Sublime et habile embellissement des choses que permet la peinture !
Autre époque et autre pays qu’on oublie le plus souvent d’intégrer au panthéon de la grande peinture : et pourtant, au XIXe siècle, en particulier dans la première moitié du siècle, le petit Danemark déversa sur l’Europe une école de peintres paysagistes qui comptèrent parmi les plus novateurs et attachants de l’époque, faisant preuve d’une véritable modernité. Si l’on tombait dans le piège facile de la classification stylistique, on pourrait dire qu’ils annoncent l’impressionnisme avec leur coup de pinceau empâté et visible, leurs petits paysages brossés de manière sensible mais qui restituent si bien la perception rétinienne d’une sensation visuelle fortuite et passagère.
Intéressons-nous à deux peintres.
A la galerie Michel Descours, un dénommé Dalsgaard s’intéresse à un coin absolument quelconque d’un champ danois, qu’il représente sous la lumière d’un été torride comme s’il s’agissait de l’Italie : des fourragères blondies par le miel du soleil concentrent l’œil et le pinceau du peintre, qui relève verticalement cette mer mouvante ainsi qu’un mur, bloquant la fuite du regard vers un arrière-plan qui n’apparaît pas, la transition se faisant directement avec le bleu pâle d’un ciel animé par le souffle du vent dans les nuages. Seule apparaît, entre les cimes de deux arbres dépassant de derrière la bruyère, cette figure de Danoise en chapeau chinois, statique, droite et solitaire, énigmatique. On dirait un épouvantail.
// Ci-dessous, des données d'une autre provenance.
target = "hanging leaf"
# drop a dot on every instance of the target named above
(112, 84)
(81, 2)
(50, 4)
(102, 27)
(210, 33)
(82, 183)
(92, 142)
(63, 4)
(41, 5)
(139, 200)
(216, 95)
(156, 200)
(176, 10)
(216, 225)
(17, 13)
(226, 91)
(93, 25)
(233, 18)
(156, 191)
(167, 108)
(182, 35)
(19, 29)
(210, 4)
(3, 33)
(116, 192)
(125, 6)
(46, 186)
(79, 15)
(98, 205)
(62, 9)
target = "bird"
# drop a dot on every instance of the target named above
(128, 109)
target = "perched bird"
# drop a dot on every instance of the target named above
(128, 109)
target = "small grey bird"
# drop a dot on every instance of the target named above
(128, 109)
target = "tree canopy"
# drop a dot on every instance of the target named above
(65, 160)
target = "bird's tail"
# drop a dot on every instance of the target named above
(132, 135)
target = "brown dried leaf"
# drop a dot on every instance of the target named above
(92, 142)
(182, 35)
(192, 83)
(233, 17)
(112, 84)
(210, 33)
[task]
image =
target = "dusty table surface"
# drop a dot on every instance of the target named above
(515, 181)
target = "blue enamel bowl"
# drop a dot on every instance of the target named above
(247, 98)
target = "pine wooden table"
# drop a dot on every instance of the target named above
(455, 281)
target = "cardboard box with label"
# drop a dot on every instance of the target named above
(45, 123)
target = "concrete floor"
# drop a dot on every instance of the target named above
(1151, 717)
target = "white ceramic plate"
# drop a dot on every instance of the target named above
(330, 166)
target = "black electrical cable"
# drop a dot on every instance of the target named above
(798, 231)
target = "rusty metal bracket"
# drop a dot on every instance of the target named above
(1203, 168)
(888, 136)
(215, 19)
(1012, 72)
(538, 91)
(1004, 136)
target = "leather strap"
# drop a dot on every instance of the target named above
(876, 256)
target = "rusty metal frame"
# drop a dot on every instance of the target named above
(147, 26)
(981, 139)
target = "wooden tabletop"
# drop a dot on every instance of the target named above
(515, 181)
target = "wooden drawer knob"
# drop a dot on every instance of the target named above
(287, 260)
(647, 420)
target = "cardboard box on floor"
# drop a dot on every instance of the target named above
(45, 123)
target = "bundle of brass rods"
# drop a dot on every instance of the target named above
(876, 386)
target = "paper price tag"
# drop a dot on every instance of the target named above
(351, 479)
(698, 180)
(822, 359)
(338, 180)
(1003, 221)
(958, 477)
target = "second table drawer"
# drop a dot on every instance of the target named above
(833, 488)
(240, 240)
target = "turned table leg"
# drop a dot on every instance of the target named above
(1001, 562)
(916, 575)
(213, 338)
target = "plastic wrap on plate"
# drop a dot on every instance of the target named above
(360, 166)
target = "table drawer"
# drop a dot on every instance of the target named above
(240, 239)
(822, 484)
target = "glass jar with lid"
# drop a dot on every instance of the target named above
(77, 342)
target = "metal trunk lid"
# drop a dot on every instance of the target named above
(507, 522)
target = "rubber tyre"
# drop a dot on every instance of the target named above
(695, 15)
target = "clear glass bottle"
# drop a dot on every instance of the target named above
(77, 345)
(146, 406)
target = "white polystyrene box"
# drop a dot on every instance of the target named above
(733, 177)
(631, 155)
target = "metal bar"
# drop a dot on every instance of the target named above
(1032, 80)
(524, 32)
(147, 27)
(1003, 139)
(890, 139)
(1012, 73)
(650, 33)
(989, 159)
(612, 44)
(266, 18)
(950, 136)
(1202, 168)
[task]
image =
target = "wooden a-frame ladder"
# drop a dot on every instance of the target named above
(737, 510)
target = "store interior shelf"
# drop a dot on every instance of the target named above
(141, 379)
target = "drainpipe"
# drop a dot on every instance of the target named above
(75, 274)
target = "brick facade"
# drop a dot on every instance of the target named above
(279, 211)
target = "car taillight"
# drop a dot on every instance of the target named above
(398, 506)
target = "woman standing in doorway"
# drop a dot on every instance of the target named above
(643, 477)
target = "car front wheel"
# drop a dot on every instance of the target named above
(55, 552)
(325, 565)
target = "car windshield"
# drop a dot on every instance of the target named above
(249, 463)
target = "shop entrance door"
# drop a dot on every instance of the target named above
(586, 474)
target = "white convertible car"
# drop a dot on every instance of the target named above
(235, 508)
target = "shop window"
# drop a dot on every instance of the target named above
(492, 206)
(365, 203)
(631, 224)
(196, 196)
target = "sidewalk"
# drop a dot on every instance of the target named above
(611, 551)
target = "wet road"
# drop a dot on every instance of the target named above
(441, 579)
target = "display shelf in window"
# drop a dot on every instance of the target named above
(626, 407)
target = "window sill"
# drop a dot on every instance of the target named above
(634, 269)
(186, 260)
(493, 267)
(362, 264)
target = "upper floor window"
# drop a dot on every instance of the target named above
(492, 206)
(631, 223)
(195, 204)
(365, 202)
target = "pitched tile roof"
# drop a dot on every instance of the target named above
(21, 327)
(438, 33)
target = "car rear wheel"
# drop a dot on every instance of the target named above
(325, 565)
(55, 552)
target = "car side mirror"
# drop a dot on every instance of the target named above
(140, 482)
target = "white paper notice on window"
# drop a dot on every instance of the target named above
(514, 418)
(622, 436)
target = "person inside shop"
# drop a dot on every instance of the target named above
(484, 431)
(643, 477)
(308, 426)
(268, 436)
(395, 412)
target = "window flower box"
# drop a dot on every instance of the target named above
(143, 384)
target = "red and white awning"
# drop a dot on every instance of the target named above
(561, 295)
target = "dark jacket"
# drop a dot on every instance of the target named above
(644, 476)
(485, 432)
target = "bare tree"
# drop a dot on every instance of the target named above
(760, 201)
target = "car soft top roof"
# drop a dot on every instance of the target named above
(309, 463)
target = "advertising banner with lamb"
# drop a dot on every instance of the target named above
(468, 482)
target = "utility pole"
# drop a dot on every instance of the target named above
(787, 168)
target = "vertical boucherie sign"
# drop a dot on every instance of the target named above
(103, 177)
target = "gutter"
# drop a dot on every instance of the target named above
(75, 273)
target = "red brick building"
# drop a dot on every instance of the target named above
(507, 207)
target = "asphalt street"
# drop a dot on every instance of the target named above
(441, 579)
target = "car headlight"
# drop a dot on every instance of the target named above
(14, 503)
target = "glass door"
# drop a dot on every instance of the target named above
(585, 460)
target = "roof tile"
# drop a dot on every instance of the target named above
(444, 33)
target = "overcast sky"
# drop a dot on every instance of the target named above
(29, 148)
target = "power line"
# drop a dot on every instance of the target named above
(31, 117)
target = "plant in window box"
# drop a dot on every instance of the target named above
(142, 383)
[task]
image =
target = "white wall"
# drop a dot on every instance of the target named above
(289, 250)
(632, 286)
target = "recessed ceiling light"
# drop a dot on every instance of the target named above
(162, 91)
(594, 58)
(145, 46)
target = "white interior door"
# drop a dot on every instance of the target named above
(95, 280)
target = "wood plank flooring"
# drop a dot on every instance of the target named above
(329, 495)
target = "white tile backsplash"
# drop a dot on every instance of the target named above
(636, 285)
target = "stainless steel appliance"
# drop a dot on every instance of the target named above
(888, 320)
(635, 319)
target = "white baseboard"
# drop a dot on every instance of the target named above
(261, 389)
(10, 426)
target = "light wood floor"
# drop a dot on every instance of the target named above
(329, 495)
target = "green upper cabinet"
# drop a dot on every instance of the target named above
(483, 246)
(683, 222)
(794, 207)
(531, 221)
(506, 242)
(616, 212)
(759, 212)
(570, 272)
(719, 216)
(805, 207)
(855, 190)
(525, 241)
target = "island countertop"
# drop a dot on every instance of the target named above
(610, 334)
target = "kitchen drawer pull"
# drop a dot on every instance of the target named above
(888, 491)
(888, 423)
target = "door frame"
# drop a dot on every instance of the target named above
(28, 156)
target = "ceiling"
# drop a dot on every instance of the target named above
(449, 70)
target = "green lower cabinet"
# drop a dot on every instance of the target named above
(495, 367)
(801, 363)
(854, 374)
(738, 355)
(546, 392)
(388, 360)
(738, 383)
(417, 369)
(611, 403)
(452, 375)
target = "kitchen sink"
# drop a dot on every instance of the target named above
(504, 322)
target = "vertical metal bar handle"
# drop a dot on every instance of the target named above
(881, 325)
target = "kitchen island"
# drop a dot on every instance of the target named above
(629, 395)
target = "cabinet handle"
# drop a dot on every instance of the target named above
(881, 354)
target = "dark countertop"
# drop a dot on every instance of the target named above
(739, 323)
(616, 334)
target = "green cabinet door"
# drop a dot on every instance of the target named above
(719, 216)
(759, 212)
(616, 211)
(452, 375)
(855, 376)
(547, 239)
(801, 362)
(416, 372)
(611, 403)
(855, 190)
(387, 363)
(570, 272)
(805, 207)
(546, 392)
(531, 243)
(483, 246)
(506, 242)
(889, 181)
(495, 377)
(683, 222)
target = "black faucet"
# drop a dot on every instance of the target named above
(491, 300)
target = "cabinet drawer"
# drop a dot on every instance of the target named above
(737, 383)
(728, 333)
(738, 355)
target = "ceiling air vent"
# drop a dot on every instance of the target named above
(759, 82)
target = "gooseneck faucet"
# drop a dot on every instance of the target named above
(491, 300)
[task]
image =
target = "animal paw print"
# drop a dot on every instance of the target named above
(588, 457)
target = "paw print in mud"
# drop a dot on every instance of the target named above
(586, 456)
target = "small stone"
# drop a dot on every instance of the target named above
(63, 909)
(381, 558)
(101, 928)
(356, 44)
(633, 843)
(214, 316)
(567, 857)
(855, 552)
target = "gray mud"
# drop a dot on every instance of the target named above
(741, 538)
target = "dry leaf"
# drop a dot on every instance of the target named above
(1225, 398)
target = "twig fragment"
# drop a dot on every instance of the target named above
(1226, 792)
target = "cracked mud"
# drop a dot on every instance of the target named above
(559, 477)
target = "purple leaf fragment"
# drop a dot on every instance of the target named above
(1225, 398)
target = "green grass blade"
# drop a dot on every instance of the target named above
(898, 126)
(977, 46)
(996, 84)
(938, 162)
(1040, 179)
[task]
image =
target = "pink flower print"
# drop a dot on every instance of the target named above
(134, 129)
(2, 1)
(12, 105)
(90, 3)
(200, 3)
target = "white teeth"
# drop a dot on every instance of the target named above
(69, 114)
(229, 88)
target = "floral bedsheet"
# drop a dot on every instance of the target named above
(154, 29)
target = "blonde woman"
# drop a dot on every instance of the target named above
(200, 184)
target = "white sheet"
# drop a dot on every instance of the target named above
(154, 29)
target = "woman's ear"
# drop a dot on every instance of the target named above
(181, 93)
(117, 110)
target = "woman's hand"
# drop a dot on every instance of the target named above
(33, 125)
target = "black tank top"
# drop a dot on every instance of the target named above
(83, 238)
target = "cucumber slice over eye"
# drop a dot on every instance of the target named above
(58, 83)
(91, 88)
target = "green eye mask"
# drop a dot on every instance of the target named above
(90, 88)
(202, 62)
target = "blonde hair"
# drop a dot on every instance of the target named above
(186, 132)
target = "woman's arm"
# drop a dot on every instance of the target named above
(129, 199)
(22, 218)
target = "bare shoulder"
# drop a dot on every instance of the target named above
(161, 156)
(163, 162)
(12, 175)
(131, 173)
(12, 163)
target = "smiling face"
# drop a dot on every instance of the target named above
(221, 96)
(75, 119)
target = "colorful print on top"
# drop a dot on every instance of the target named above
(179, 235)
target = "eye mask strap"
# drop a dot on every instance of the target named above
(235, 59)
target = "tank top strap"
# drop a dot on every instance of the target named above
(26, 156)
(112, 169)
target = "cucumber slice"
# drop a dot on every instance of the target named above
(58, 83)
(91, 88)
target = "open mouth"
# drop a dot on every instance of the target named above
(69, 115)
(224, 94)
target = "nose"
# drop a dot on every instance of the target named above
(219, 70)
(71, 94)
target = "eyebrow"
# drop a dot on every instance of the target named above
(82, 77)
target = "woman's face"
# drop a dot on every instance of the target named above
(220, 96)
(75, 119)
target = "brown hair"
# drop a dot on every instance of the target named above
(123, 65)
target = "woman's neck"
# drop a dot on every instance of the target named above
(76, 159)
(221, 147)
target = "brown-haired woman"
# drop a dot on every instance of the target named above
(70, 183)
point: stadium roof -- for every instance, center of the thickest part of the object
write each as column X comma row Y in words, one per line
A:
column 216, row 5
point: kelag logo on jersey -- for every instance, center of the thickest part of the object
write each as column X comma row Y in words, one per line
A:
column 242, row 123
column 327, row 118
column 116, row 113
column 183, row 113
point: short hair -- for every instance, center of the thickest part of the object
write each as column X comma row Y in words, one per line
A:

Johan Thomas Lundbye, précocement disparu à l’âge de vingt-neuf ans, en 1848, était lui aussi un paysagiste. Mais ce n’est pas un paysage que la galerie Jean-François Heim, de Bâle, expose de cet artiste mais un portrait à l’agencement intéressant. Il représente Peter Christian Skovgaard appuyé contre un muret dans une étable, il fut peint à Vejby et est signé et daté de 1843. Skovgaard était lui aussi un peintre de paysage danois, ami de Lundbye, qui a probablement peint pour lui ce petit tableau, comme un cadeau et un souvenir de leur séjour à Vejby, sur la côte au nord de Copenhague, ce qui explique le cadre informel de la représentation.
Dans cette composition joliment réglée par les lignes orthogonales de l’architecture (allégée par le plateau sphérique placé à dessein au premier plan), on admire le camaïeu subtil de touches blondes, ocres et brunes qui fixent ce bout d’étable croulant. On retrouve, comme chez Daalsagard, une touche enlevée mais précise et un même goût pour des tons chauds. Lundbye se plaît à rendre le jeu des différentes textures, croquant les salissures et les fissures du mur de torchis, les épis s’effilochant sur la paillasse du toit, les striures des planches et poutres de bois grossièrement ajustées. Ce portrait format de poche, peint sur papier, fait penser aux scènes du XVIIe siècle hollandais mais avec une sensibilité réaliste et une facture propres à cette école danoise du XIXe siècle dont ces deux œuvres ne sont qu’un aperçu des qualités singulières.